Next: matrices
Up: MacAnova Help File
Previous: matread()
Contents
Keywords:
variables, files, input, output
This topic discusses the format of files to be read by matread() and
read(). They are plain text files which contain named data sets, each
starting with one or more header lines, such as are written by
matprint() and matwrite().
matread() and read() behave identically except that read() does not
print a warning message when the name requested belongs to a macro
rather than a data set. In the following, you can substitute 'read()'
for 'matread()'.
No more than 50 numerical items can be on any single line of a data set
read by matread() or read().
A single file can contain one or more named data sets corresponding to
any type of variable except GRAPH. This includes REAL, LOGICAL and
CHARACTER data, as well as NULL variables, macros and structures. Data
sets can have coordinate labels and/or descriptive notes. See topics
'variables', 'logic', 'NULL', 'notes'. The file can also have macros
readable by macroread() mixed in among the data sets. See topics
'macro_files' and macroread().
Every data set must have one or more header lines which give the data
set name, information about its structure and internal format. The
first line starts with the name and is called the 'name line'.
matread(fileName, setName) searches the file for the first line which
starts with 'setName'. Such a line is assumed to be the name line for
the data set.
Any data set may optionally be followed by a line starting '%setName%',
where 'setName' is its name. When this is done, keyword 'ENDED' should
appear on the name line of the data set. When the data sets has
associated labels or notes, '%setName%' should follow them. This usage
allows matread() to skip past a data set without examining individual
lines. Even if a line in such a data set starts with the name of
another data set, matread() will not "see" it and mistakenly treat it as
a name line.
A line starting _E_N_D_O_F_M_A_C_R_O_S_ terminates a search for a data
set or a macro. You can put help or other information after this line
without the danger that a line might be mistaken for the start of a data
set.
Format of data set header
The first header line for each data set starts with its name, followed
by dimension information and possibly keywords. This line may be
optionally followed by descriptive comment lines starting with ')'.
These may also provide information on the number of values per line and
coding for MISSING values. Thus a data set starts with the following
general form:
Name Dims Keywords
) 0 or more descriptive or comment lines starting with ')', referred
) to as 'comment lines' below
) .....
Name is the name of the data set ('mydata', say) to be matched to
setName, the second argument to matread().

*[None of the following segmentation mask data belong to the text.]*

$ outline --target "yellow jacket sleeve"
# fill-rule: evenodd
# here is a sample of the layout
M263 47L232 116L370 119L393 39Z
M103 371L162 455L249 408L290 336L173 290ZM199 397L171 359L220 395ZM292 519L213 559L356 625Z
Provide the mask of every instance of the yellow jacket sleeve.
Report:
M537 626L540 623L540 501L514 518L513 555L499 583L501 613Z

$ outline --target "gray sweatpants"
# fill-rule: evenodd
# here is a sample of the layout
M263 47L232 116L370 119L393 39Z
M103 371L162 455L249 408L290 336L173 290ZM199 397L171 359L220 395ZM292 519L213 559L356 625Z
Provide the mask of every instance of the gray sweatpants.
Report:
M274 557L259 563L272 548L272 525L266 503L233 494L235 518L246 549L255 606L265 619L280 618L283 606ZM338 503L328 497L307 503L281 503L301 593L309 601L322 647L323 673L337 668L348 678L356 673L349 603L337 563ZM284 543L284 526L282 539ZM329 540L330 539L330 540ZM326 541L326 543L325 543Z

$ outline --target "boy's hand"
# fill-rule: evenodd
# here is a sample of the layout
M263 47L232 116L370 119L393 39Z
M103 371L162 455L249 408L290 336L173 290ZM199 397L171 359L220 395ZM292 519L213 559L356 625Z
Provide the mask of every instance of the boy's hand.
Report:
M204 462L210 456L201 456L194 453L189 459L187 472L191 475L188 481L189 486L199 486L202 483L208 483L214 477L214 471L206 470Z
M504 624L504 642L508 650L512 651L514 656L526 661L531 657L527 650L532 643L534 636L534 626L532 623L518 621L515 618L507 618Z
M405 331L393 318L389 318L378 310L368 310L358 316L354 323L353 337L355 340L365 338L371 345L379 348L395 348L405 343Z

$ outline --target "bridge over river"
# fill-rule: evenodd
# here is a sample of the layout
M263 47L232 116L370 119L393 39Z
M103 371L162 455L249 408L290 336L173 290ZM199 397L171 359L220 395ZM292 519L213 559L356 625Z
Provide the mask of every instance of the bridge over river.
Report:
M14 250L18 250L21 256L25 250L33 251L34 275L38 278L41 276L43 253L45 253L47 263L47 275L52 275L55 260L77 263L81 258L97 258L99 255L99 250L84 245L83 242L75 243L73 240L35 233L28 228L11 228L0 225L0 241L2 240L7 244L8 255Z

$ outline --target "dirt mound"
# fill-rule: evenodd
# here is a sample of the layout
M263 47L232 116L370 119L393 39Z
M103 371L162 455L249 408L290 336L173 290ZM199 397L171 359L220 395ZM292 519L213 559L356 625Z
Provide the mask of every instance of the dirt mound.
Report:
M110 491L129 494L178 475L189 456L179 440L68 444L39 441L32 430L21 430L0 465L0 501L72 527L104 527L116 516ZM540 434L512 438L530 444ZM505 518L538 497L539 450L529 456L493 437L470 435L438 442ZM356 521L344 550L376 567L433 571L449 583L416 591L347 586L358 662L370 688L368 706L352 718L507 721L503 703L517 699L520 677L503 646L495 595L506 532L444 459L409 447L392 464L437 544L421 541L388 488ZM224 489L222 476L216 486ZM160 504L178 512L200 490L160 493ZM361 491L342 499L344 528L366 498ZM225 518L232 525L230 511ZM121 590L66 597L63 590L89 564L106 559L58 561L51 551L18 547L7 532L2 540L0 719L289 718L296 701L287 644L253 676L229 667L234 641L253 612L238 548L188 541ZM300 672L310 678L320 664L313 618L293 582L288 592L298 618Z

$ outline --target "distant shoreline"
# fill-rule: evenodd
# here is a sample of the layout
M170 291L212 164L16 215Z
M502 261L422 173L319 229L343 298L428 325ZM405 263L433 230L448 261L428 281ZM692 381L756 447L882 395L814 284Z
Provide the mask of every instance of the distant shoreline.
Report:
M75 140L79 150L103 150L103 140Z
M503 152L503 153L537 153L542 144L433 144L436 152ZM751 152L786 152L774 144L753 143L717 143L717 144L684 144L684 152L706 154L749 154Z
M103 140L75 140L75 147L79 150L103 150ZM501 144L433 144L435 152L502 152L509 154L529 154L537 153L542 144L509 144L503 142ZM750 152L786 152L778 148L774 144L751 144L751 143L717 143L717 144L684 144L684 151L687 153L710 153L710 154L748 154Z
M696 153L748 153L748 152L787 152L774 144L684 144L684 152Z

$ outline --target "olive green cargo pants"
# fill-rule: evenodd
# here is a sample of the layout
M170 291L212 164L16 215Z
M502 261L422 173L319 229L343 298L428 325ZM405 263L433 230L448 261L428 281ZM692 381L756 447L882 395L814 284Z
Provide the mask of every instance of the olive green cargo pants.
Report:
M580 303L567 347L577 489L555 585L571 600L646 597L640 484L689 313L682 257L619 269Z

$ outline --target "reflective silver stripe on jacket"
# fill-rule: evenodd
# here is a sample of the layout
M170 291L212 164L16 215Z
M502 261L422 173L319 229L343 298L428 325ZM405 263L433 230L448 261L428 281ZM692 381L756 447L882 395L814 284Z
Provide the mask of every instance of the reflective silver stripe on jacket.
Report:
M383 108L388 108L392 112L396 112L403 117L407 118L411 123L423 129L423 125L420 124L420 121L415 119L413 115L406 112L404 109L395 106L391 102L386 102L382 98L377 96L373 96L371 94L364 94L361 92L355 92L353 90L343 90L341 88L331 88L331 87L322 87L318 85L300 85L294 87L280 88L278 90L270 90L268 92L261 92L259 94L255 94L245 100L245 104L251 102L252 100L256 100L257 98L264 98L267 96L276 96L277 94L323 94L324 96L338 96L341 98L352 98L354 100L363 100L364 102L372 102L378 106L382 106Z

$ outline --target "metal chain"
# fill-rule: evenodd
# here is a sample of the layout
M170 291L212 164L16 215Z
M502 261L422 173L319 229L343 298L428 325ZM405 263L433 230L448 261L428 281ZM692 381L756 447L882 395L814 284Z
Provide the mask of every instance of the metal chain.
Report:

Case is ignored in searching
for the name, so that matread(fileName, "mydata") will find mydata,
MyData, or MYDATA, for example.
Dims, the dimensions of the data set, is a list of 1 or more positive
integers. When Dims is a single number ('mydata 20'), the data set is a
vector of length Dims or a structure with Dims components. When it is
two numbers, nrows and ncols, ('mydata 20 5') the dataset is a nrows by
ncols matrix. If Dims consists of p >= 3 numbers, the data set is a
p-dimensional array.
It is also acceptable for Dims to be '0', in which case no data is
expected. When such a data set is read by matread(), the comment lines
are printed and NULL is returned. A useful convention is to have the
first "data set" on a file be empty, with the comments describing the
remainder of the file. See topic 'NULL'.
Keywords that may be put on the first line of the header
Keyword Description
CHARACTER The data set is a CHARACTER variable in either "by
fields" or "by lines" format (see below)
COLS or COLUMNS The data follow in transposed form. For a matrix,
this is in column by column order, each column
starting on a new line.
ENDED A line starting '%setName%', where 'setName' is
the name of the data set, immediately follows the
data set. This does not affect how the data set
is read.
FORMAT Indicates that a Fortran format starting with '('
will follow the last comment line. It is ignored
by MacAnova but might help a program written in
Fortran to read the data.
LABELS The data set has coordinate labels which follow
the data in the file (see below)
LOCKED If the result of matread(), macroread() or read()
is assigned to a variable, that variable will be
locked. See topic 'locks'.
LOGICAL The data set is a LOGICAL variable, with False and
True represented as zero and non-zero values,
respectively. Most commonly these are 0 and 1.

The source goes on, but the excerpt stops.